20 June 2012

Honorable Mention

I have yet to start pitching my novel anywhere because I wasn’t completely satisfied with the master’s thesis version and have been “polishing.”  Currently around 130,000 words long, I expect the finished version to come out at around 150,000 and to be ready to submit to agents and/or publishers by the end of summer.

In the meantime, and in my impatience, I’ve done what’s generally considered a “no-no,” which is submit excerpts of the novel to small journals and contests.  My hope was to achieve some minor success with said excerpts, thereby making it easier to pitch the full manuscript.  An online article and an author neighbor of mine recently reminded me why this may be a bad idea.

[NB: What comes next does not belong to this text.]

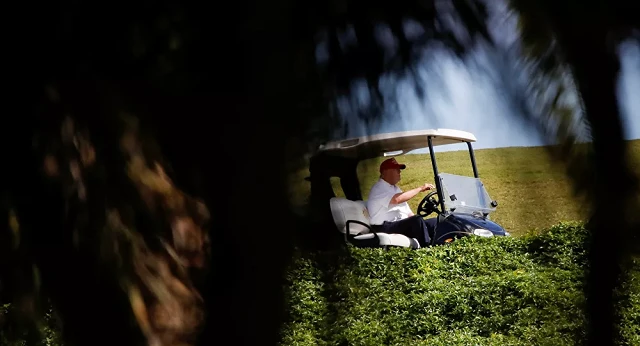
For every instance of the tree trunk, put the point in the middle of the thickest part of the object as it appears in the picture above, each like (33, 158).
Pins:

Still, at the end of 2011 I sent around 17,000 words of the novel, as a stand-alone novella called "Golden Boy," to the L. Ron Hubbard Writers of the Future Contest and just learned that it received an Honorable Mention from K. D. Wentworth, longtime Coordinating Judge who recently passed away (which explains why her signature is missing from the certificate, though I was told mine was one of the last stories she read).  In truth, the contest usually chooses somewhere around 100 honorable mentions each quarter—I’d guess maybe 10% of total entrants—and there are several tiers of “honor” above them.  I’m aware that some regular contestants have around eight or more such mentions.  But I figure it doesn’t hurt to file this away among my most flattering rejections.